On ne sait pas où notre ville serait si ce n'était des travailleurs de première ligne sous-payés et sous-estimés dans le domaine des soins de santé et des services essentiels.

Médecins, infirmières, aides-soignants, techniciens, administrateurs, équipes d'entretien, nettoyeurs, travailleurs des sites d'essai, personnel de soutien — nous vous remercions pour votre dévouement envers nos proches. Pour les sacrifices que vous avez faits pour maintenir la population de notre ville en bonne santé. Pour avoir risqué vos propres vies pour sauver les nôtres. Pour avoir fait preuve de courage et de détermination face à une crise sanitaire et à une grave pénurie de collègues. Merci d'être notre flambeau d'espoir.

Les travailleurs des transports en commun, les approvisionneurs d'épiceries, les caissiers de magasins, pharmacies, stations-service et banques, les livreurs, les baristas, les bénévoles des refuges pour sans-abri et des banques alimentaires, et tous ceux qui occupent des emplois au salaire minimum avec une rémunération limitée, voire inexistante, en cas de danger. Il est impossible de négliger la façon dont vous avez permis aux autres de s'isoler et de se réapprovisionner en nourriture et produits essentiels.

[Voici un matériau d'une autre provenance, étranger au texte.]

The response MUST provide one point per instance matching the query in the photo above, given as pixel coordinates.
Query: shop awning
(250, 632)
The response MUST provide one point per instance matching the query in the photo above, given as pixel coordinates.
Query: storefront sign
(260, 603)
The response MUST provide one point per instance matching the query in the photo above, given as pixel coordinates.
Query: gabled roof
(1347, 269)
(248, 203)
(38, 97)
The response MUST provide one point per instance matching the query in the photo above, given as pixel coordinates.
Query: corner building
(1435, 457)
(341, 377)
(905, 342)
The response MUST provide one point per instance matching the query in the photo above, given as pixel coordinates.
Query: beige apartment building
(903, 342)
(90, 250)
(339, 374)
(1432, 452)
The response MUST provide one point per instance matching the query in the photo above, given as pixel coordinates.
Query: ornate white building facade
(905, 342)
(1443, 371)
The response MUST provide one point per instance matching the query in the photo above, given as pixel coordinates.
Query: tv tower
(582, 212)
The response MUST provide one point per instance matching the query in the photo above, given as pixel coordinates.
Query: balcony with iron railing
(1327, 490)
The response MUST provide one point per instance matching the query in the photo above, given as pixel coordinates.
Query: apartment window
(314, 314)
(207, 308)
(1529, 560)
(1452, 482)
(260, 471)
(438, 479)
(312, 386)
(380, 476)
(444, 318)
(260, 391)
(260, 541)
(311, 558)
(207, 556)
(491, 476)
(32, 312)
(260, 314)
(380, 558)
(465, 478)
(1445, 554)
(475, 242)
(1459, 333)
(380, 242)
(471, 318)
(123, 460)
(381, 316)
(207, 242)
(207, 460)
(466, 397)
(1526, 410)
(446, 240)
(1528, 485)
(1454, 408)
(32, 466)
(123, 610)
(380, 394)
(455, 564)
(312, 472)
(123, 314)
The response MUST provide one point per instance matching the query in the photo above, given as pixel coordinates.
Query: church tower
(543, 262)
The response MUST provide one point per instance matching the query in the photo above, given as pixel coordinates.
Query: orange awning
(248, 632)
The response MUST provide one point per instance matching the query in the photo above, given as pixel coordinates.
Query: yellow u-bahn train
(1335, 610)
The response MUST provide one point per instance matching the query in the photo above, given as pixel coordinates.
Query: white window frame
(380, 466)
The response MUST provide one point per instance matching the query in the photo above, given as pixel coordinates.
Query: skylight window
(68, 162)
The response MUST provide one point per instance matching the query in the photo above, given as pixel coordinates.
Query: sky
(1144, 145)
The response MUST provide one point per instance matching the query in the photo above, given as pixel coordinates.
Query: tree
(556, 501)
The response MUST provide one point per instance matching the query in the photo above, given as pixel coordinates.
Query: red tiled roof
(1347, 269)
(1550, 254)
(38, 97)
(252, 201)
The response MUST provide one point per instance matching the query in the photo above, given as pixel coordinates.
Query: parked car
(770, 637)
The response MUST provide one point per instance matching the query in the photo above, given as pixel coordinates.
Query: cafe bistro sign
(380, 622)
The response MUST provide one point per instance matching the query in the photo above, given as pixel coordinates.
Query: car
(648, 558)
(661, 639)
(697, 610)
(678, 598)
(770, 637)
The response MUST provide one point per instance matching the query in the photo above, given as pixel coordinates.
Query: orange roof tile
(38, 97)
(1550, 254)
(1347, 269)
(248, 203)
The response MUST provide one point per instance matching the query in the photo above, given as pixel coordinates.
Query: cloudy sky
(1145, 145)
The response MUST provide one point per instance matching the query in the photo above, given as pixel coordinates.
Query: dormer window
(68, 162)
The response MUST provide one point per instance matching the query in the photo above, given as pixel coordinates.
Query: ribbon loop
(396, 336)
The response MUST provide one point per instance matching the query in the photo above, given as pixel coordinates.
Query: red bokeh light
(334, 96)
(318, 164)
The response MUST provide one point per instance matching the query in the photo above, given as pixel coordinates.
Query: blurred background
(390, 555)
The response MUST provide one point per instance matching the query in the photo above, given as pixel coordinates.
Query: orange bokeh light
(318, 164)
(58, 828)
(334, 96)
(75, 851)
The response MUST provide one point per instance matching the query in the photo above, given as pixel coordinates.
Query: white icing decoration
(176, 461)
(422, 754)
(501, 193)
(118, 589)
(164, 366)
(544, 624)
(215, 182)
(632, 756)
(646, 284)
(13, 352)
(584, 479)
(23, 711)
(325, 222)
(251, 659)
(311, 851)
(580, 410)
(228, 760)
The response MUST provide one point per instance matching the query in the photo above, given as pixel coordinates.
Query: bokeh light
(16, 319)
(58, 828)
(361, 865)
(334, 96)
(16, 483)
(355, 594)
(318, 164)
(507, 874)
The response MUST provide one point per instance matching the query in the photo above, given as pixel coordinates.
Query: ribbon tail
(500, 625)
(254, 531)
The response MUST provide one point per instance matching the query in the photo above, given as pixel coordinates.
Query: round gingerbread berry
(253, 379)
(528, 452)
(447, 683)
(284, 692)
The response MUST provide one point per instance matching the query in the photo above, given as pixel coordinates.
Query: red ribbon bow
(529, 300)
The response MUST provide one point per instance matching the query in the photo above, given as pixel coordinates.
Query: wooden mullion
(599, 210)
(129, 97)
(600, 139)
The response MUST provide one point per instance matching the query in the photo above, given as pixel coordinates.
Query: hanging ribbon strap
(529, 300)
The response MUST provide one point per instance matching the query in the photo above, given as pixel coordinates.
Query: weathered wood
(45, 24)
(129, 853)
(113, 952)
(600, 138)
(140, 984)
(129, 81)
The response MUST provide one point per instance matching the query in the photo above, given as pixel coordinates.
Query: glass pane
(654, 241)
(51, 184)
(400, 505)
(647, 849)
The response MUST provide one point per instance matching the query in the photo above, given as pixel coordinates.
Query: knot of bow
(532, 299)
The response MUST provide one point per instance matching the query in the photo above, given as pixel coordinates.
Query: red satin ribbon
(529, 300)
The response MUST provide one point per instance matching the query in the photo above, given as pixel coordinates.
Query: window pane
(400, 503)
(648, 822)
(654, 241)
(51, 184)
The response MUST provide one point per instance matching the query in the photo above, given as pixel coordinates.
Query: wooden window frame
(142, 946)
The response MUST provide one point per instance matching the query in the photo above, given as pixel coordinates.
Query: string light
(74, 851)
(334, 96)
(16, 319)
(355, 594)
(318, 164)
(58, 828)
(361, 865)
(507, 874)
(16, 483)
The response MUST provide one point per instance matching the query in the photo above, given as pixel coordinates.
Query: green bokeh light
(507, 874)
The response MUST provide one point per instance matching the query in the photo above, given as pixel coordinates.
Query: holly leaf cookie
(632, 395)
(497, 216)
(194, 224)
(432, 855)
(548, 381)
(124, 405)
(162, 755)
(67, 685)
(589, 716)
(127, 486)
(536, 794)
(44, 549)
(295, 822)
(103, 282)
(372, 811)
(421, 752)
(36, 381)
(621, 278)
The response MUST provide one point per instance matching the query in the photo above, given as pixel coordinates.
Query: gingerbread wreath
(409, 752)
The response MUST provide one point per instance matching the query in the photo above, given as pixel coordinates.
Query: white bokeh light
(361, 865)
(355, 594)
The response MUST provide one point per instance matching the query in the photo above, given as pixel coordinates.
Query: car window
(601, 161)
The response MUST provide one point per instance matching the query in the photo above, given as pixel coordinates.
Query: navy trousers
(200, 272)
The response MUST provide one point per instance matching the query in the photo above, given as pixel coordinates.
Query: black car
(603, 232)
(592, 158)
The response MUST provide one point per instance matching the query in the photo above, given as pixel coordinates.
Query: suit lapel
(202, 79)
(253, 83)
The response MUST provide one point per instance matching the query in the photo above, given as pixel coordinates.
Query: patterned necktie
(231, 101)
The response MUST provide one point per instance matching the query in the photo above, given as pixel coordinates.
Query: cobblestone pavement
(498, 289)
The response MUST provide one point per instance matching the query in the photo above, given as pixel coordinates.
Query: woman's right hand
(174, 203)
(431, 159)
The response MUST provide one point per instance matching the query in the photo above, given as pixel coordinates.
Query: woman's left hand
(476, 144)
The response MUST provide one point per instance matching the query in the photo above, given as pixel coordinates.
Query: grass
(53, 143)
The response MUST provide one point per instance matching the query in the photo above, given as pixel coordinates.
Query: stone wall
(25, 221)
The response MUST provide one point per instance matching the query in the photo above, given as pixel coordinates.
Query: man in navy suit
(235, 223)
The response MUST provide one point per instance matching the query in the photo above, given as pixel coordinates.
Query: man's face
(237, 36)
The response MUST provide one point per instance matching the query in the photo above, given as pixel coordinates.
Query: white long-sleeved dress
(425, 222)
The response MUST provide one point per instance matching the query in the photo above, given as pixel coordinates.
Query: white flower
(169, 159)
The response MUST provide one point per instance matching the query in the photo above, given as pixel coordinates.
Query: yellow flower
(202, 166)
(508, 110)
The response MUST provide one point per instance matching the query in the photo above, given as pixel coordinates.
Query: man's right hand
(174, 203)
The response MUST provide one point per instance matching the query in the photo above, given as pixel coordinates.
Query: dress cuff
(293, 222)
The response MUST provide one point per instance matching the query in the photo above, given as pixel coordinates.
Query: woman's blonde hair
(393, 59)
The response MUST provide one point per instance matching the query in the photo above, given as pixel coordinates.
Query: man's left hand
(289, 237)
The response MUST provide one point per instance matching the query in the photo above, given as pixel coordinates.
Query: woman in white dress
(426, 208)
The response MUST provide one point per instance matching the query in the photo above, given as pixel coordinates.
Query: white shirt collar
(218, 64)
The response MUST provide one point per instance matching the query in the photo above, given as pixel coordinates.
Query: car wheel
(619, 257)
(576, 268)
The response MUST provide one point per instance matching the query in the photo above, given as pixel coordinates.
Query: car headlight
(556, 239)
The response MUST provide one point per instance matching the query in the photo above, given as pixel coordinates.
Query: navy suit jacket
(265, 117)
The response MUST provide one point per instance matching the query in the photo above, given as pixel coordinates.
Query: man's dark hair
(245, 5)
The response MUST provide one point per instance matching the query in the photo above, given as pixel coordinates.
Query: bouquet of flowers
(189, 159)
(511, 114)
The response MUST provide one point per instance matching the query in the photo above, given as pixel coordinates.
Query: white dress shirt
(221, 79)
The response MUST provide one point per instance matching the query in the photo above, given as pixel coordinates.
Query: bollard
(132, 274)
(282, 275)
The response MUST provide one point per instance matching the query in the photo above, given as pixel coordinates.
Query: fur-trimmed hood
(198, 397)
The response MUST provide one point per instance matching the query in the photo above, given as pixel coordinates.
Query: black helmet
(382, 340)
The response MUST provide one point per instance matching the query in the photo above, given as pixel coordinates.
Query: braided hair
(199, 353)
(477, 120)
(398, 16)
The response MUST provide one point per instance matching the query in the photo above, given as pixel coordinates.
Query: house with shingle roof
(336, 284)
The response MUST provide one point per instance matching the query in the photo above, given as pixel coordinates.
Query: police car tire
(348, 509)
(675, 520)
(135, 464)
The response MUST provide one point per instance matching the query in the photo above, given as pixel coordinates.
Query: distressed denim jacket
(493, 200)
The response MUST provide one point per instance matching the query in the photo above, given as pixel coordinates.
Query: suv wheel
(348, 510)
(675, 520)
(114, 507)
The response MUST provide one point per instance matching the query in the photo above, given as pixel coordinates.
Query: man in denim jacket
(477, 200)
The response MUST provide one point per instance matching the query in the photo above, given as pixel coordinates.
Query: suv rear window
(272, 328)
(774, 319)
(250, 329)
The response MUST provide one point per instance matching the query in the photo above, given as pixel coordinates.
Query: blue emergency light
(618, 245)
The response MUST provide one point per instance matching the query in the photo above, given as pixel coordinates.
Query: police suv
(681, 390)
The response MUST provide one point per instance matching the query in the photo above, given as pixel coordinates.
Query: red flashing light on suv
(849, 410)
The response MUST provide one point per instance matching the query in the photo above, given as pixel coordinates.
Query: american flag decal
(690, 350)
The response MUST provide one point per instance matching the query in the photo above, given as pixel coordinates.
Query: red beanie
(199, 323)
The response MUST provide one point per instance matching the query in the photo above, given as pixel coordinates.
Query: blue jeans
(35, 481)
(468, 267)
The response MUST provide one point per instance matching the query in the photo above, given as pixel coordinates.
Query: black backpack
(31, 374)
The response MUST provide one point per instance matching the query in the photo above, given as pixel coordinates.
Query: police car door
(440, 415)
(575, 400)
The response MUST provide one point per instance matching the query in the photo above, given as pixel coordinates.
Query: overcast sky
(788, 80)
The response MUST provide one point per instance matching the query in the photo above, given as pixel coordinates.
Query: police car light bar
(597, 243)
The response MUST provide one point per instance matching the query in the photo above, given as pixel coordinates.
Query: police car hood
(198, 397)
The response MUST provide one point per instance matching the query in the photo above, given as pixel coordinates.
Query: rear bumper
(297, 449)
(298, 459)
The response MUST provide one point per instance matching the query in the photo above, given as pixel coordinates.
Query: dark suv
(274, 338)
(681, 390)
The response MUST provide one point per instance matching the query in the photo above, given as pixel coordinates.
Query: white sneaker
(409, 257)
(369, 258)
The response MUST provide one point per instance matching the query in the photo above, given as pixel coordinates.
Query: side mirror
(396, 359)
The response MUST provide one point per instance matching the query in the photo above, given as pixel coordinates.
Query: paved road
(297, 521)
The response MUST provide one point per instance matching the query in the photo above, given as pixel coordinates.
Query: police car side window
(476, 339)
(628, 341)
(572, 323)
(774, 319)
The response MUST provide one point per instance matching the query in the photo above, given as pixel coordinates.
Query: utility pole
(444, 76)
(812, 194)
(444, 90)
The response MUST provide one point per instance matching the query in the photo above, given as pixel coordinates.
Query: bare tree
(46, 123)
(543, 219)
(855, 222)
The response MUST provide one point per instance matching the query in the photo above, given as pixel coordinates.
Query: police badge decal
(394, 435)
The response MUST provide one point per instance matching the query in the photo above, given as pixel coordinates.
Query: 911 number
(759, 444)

Nous sommes en vie grâce à nos travailleurs de la santé;
nous vivons grâce à nos travailleurs essentiels!

Lisez ce qui suit pour avoir un aperçu de ce que nos professionnels de la santé ont fait pendant notre isolement, souvent dans le confort de leur propre maison et avec leur famille. Trop de nos héros n'ont même pas le luxe d'être avec leur famille, de peur de les exposer au virus. Mais sans les personnes qui travaillent dans les hôpitaux et les fondations, nous n'aurions pas les unités COVID au CUSM, gracieuseté de la Fondation de l'Institut thoracique de Montréal, ni le Fonds d'urgence en santé mentale pédiatrique de la Fondation de l'Hôpital de Montréal pour enfants ou les écrans faciaux de qualité médicale du groupe d'experts du Neuro.

Restez en sécurité

Au moment de la réouverture de la province, il faut se méfier de la diminution des efforts que nous avons déployés pour assurer notre sécurité mutuelle par l'intermédiaire de la mise en quarantaine et de la distanciation sociale. Nous avons tous été privés d'interactions sociales, mais nous ne sommes pas encore sortis de l'auberge. Continuez les soupers séparés d'une clôture avec les voisins et les FaceTime avec grand-mère, maintenant qu'elle a appris à le faire. Conservez les leçons tirées de cette pandémie : la valeur de la vie, l'importance de la santé mentale, la joie des plaisirs simples et les pouvoirs de guérison des câlins de maman. Maintenez ces nouveaux liens sociaux en vie et continuez à aider bien après la fin de la pandémie. Suivez l'exemple de nos héros de première ligne... et passez au suivant.